How to optimize this select with join and order-by?
-
08-10-2020 - |
题
We have two tables:
CREATE TABLE `messages` (
`id` int(11) NOT NULL AUTO_INCREMENT,
`created` int(10) unsigned DEFAULT '0',
`user_id` int(11) DEFAULT '0',
....
`subject_id` int(11) unsigned DEFAULT '0',
PRIMARY KEY (`id`),
UNIQUE KEY `id` (`id`),
KEY `user_id` (`user_id`),
KEY `created` (`created`),
KEY `text_id` (`text_id`) USING BTREE,
KEY `subject_id` (`subject_id`) USING BTREE
) ENGINE=InnoDB AUTO_INCREMENT=237542180 DEFAULT CHARSET=utf8 ROW_FORMAT=COMPACT
The second one:
CREATE TABLE `users` (
`id` int(12) NOT NULL AUTO_INCREMENT,
`email` char(150) DEFAULT NULL,
`reg_time` int(10) unsigned DEFAULT '0',
`password` char(255) DEFAULT NULL,
...................
`moderation` int(1) unsigned NOT NULL DEFAULT '0',
`tag` varchar(255) DEFAULT '',
PRIMARY KEY (`id`),
UNIQUE KEY `id` (`id`),
UNIQUE KEY `email` (`email`),
KEY `created` (`reg_time`) USING BTREE
) ENGINE=InnoDB AUTO_INCREMENT=123585 DEFAULT CHARSET=utf8 ROW_FORMAT=COMPACT
messages has ~49M records, users has 13k. DB engine: Aurora(MySQL-Compatible) 5.6.10a
The terribly long request is
SELECT messages.*, users.administrator_group_id FROM messages
LEFT JOIN users ON messages.user_id = users.id
ORDER BY messages.id desc LIMIT 0,20
If I run this request without order by
then it takes 14-16 sec. With order
it takes longer than 5 min.
I considering change business logic to avoid this request and limit recordset from messages
e.g. by messages date but would like to know if there is any way to speed it up on the same hardware as is.
解决方案
I have never used Aurora and there might differences with MySQL but there is a method that works very often in MySQL in similar issues, when the execution plan is not optimal, i.e. when it does the joins first and then has to do the ORDER BY
of the big intermediate result set.
Instead of joining the 2 tables, we try to first LIMIT
the results in a derived table and then JOIN
back.
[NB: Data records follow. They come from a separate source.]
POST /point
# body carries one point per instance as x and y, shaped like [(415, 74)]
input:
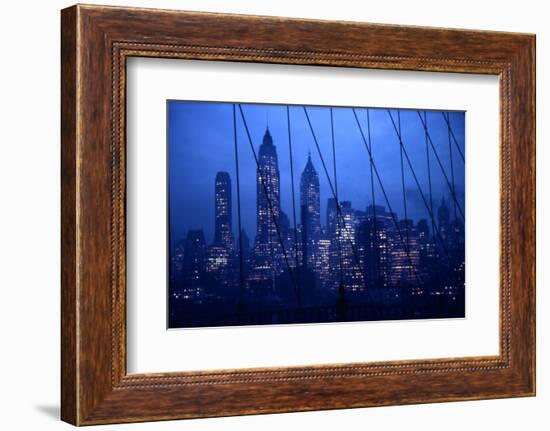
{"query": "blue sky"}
[(201, 143)]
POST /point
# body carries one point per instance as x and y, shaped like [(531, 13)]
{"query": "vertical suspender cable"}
[(452, 172), (434, 227), (373, 199), (403, 185), (293, 206), (337, 234), (241, 265)]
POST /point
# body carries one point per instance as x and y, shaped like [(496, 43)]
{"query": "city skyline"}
[(324, 258), (211, 142)]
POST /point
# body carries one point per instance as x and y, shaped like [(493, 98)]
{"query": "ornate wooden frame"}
[(95, 43)]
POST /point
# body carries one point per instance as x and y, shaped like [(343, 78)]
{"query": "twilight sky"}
[(201, 143)]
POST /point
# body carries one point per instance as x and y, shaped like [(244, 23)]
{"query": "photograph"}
[(293, 214)]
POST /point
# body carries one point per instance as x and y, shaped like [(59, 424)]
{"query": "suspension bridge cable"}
[(241, 264), (448, 121), (440, 165), (338, 209), (416, 181), (339, 241), (436, 258), (270, 206), (452, 175), (392, 213), (373, 199), (403, 182), (293, 200)]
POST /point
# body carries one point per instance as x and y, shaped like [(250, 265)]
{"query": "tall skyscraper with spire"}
[(310, 213), (267, 255), (223, 232)]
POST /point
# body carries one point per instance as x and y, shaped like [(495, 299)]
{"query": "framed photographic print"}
[(316, 215)]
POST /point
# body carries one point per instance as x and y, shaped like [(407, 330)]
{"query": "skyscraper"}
[(223, 234), (267, 255), (194, 259), (310, 213)]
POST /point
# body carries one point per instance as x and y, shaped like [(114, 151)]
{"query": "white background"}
[(29, 220), (151, 348)]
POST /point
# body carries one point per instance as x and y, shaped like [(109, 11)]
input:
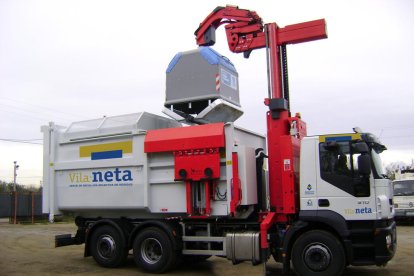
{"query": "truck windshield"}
[(404, 187), (376, 159)]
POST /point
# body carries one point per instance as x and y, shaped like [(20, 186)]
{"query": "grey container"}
[(197, 78)]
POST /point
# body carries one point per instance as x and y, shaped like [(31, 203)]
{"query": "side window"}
[(339, 167)]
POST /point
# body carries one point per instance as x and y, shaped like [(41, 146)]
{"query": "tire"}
[(154, 251), (318, 253), (108, 247)]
This way indexes will be used for the ORDER BY - LIMIT
and then it will only have to do N seeks (20 in this case) in the 2nd table:
SELECT
m.*,
u.administrator_group_id
FROM
( SELECT id
FROM messages
ORDER BY id DESC
LIMIT 20
) AS mi
JOIN
messages AS m ON m.id = mi.id
LEFT JOIN
users AS u ON m.user_id = u.id
ORDER BY
mi.id DESC ;
And a variation:
SELECT
m.*,
u.administrator_group_id
FROM
( SELECT mi.*
FROM messages AS mi
ORDER BY mi.id DESC
LIMIT 20
) AS m
LEFT JOIN
users AS u ON m.user_id = u.id
ORDER BY
m.id DESC ;
Try both and check execution plan and performance. In any reasonable hardware a query that just gets 20 rows from a table or two and uses indexes should be really efficient. In milliseconds range, not seconds or minutes.